Tengo un terrible temor a las arañas. No importa si son pequeñas, no importa si son inofensivas, no importa nada de eso. Me dan mucho miedo. En serio.
(Sino preguntale a mi Hermano Pequeño, que en más de una ocasión ha tenido que responder -zapatilla en mano- a mis gritos desesperados)
No me gusta cocinar, y por el momento no pretendo poner energías en hacer que me agrade. Quizás no sea como mi Mamá o mi Abuela, que guardan con recelo sus propias carpetitas con recetas arrancadas de la revista del domingo.
No sé pelear. Y tampoco me gusta.
No logro mantenerme enojada por mucho tiempo, ni es sencillo hacerme perder la cordura. ¡Si me paso la vida intentando mediar entre situaciones conflictivas!
No te rías, pero me pone nerviosa viajar en auto. Prefiero el subte, o un colectivo.
En aquellos viajes donde no tengo otra opción, muerdo mis uñas o sino mis labios. Inconscientemente. A menos que me den charla, y me distraiga.
Hago bolitas de papel con las servilletas.

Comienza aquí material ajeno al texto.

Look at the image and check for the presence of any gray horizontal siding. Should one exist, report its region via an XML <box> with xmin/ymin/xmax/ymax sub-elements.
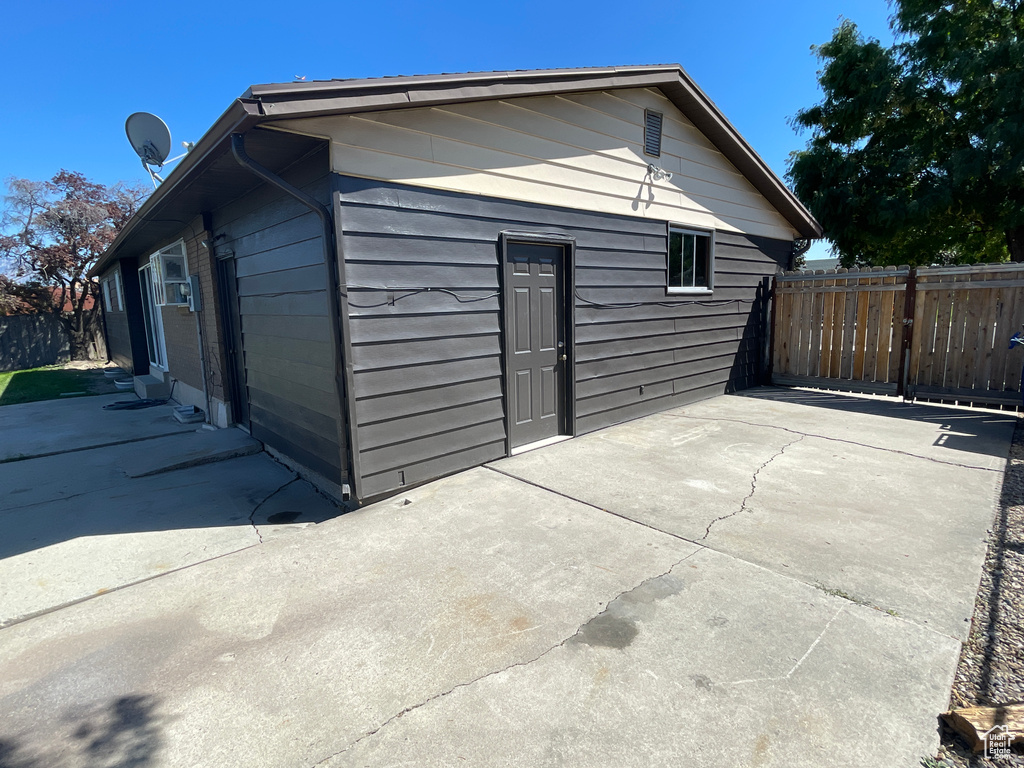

Minúsculos bollitos que tal vez signifiquen algún desequilibrio emocional.
Muchas veces he llegado a armar dibujos con ellos, o simples montañitas sin sentido. En otras ocasiones, sirven de municiones para traerte de vuelta al mundo real.
Heredé los genes de la miopía, de Papá. Y la baja estatura de Mamá.
Hablo poco, y callo mucho. Pienso rápido y doy vueltas.
Lloro más de lo que debería.
Ya ves, lejos estoy de ser perfecta.
Pero puedo transformarte en un verdadero héroe al sólo desenfundar una zapatilla. O bien enseñarte a preparar una ensalada de arroz, atún, tomate, huevo y mayonesa a la distancia.
Puede pasárseme el enojo de hace unos días, con sólo ver un mail que lleva tu nombre en mi bandeja de entrada. Sin decirte nada, porque no vale la pena.
Y hasta tengo la altura perfecta para que, cuando me abraces, mi cabeza quede en el huequito que se te forma debajo de la clavícula, ahí, cerca del hombro (y tus labios queden justo en mi frente). Como si encajara, en vos.